First Lady Michelle Obama returned to her murder-plagued hometown Wednesday to make an emotional plea for strengthening US gun laws, saying she too could have been a victim of brutal street violence while growing up.
Making a rare direct foray into the domestic policy debate, Obama held back tears as she recalled a young black Chicagoan named Hadiya Pendleton, who was shot dead one week after performing in President Barack Obama’s inauguration in January.
As she urged lawmakers and city officials to find constructive ways to combat youth bloodshed, Mrs. Obama mentioned how, when attending the 15-year-old’s funeral with the Pendleton family, “I couldn’t get over how familiar they felt to me.”
“Because what I realized is that… Hadiya Pendleton was me, and I was her,” Obama said as she held back tears.
“But I got to grow up, and go to Princeton and to Harvard Law School, and have a family and the most blessed life I could imagine. And Hadiya… we know that story.”
Obama recalled how a city school teacher told her about students who walk down the middle of the street after school, defying traffic, because it was the best way to avoid the shootings that have become all-too-common in some Chicago neighborhoods.

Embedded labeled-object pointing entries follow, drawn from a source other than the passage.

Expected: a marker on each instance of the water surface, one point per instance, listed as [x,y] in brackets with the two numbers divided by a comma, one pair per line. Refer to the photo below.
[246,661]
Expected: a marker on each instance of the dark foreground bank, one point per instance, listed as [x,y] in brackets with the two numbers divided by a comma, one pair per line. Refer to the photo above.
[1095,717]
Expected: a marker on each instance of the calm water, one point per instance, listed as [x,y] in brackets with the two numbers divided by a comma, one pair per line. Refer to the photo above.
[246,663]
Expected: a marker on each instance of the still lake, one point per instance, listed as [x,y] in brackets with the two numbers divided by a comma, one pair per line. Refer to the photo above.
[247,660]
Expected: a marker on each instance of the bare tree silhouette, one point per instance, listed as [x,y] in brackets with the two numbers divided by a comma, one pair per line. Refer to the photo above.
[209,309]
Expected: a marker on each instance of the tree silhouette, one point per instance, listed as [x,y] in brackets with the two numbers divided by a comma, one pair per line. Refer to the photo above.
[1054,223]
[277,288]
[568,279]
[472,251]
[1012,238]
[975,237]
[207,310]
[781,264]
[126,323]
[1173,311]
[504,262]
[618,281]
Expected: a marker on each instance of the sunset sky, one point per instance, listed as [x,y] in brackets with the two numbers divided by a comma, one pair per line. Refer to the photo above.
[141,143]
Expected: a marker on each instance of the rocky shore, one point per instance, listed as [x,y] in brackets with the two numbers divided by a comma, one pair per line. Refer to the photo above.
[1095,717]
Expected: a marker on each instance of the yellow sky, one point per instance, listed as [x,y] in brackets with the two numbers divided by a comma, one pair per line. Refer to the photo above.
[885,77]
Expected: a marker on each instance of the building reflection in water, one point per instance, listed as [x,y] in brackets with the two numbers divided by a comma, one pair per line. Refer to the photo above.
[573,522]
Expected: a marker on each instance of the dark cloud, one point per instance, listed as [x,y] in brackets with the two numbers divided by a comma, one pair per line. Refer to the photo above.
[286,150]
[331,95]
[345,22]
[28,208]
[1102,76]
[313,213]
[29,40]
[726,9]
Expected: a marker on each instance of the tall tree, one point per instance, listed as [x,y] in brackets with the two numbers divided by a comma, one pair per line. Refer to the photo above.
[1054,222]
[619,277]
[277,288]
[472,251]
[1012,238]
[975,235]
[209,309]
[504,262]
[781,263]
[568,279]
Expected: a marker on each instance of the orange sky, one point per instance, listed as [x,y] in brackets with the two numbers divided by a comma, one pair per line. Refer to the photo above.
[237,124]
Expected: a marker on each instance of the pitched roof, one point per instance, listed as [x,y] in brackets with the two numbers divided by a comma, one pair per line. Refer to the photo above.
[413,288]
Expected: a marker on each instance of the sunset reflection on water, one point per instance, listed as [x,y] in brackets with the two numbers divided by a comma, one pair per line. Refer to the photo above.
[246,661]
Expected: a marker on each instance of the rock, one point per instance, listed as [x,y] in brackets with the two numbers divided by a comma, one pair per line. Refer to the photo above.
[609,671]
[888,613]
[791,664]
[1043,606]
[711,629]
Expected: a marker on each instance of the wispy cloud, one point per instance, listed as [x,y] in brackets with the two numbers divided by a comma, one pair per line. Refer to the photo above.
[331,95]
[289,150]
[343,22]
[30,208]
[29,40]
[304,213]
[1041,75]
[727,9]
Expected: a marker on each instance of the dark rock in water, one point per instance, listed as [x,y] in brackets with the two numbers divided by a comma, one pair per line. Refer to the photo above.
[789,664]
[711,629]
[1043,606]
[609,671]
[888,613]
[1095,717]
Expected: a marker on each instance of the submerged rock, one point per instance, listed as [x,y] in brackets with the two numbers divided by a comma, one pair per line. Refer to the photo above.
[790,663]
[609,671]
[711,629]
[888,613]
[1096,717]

“I’m not talking about something that is happening in a war zone halfway around the world,” she said. “I’m talking about what’s happening in the city that we call home.”
The first lady said President Obama was “fighting as hard as he can and engaging as many people as he can, to pass common-sense reforms to protect our children from gun violence.”
It is rare that first ladies engage so deeply in the nation’s political discourse. Hillary Clinton was widely criticized in the early 1990s for her role in trying to reform health care while husband Bill Clinton occupied the Oval Office.
Michelle Obama’s plea came shortly after Senate Democrats and Republicans announced a compromise deal on extending background checks to all commercial gun sales, including those at gun shows and on the Internet.
The White House had sought a similar but more-comprehensive, universal background check measure in the wake of the Newtown school massacre in December.
The legislation must pass the Senate and the House before it becomes law.